Exames de DNA mostraram, no entanto, que Jobs era sim o pai de Lisa. O tribunal, então, determinou o ressarcimento dos gastos do seguro social e o pagamento de uma pensão mensal de US$ 500.
“O caso foi concluído em 8 de dezembro de 1980, com a insistência dos advogados para encerrar o processo. Quatro dias depois, a Apple abriu seu capital e, de um dia para o outro, meu pai estava avaliado em mais de US$ 200 milhões”.
Um pai milionário e pouco generoso
Um dos episódios mais marcantes do livro tem a ver com os documentos incluídos nos processos judiciais. Ao que parece, Brennan-Jobs ouviu de sua mãe que Jobs trocava de Porsche a cada arranhão ou marca na lataria do carro.
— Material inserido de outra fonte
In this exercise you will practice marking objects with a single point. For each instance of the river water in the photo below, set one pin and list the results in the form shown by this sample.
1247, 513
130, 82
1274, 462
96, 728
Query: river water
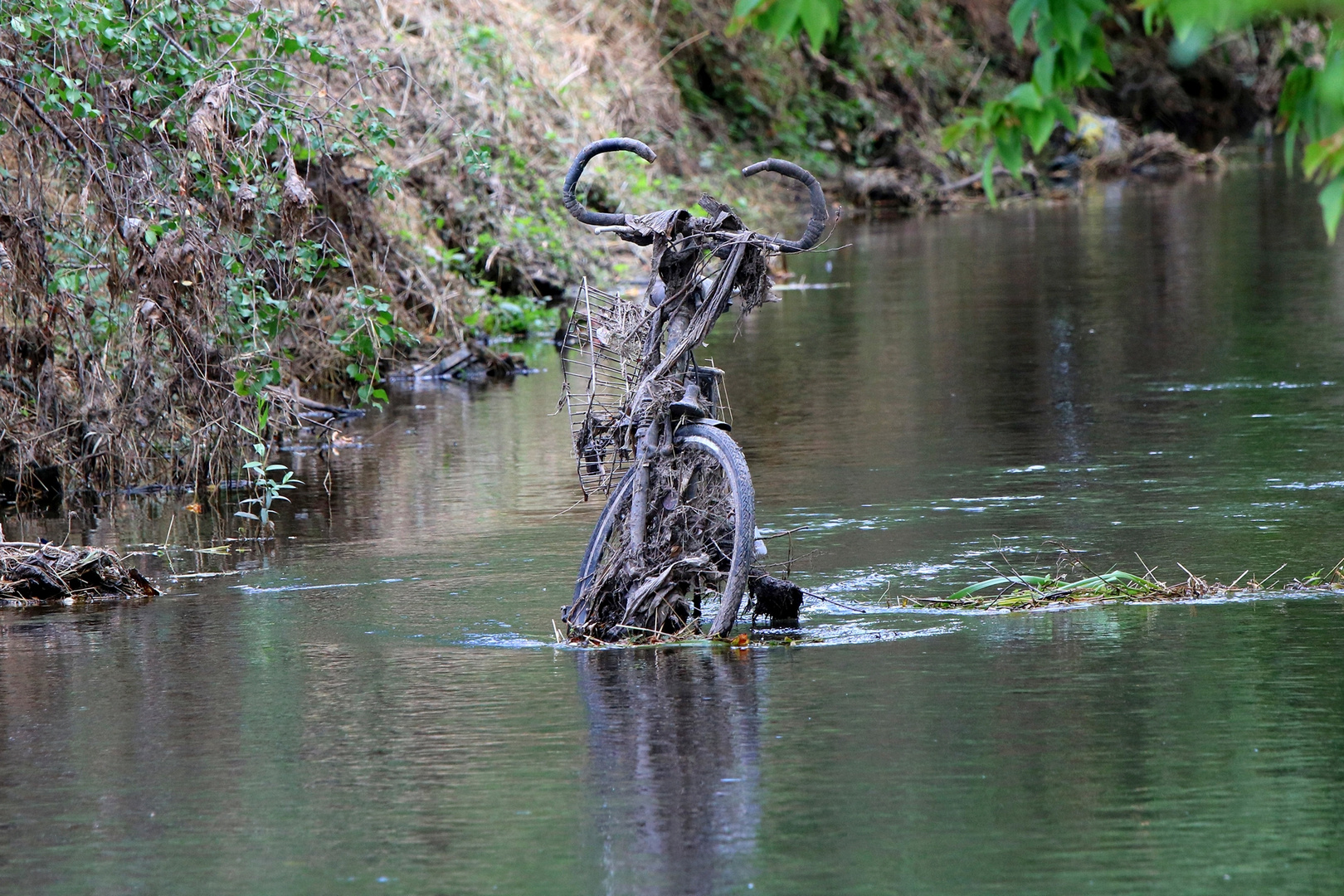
374, 704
Já adolescente, Lisa ia dormir na casa de Jobs uma vez por semana, enquanto sua mãe ia à faculdade, na cidade de San Francisco. “Nessas noites, nós jantávamos, ficávamos na piscina, assistíamos a filmes antigos”, lembra a jornalista.
Em um desses dias, ela perguntou a Jobs se poderia ficar com um Porsche quando o pai se desfizesse de um. “Claro que não”, disse Jobs, em tom amargo, segundo Lisa.
“Pensei que talvez o mito dos arranhões não fosse verdadeiro. Ali, já sabia que ele não era generoso com dinheiro, comida ou palavras. A questão com os Porsches parecia uma exceção”, conta a escritora.
Mas o pior estava por vir: ao chegar em casa, Jobs parou o carro e exclamou: “Você não vai receber nada. Entende? Nada. Não receberá nada!”.
Um computador chamado Lisa
Durante a gravidez de Chrishann, Jobs começou a trabalhar em um projeto de computador que posteriormente seria chamado de Lisa. Era o precursor do Macintosh, o primeiro computador comercial com um mouse externo. “Era muito caro, um fracasso comercial”, diz Brennan-Jobs.
Desde pequena, Brennan-Jobs pensava que o pai tinha dado esse nome ao computador em sua homenagem. Um dia ela perguntou isso diretamente, mas ele disse que não.
Mais tarde, Jobs convidou Lisa para uma viagem de iate com a família pelo Mediterrâneo. Ela tinha 27 anos. Um dia, eles foram almoçar com Bono, cantor do U2.
Na ocasião, o artista perguntou a Jobs se o computador Lisa tinha sido batizado em homenagem à filha. Ali, Jobs disse que sim.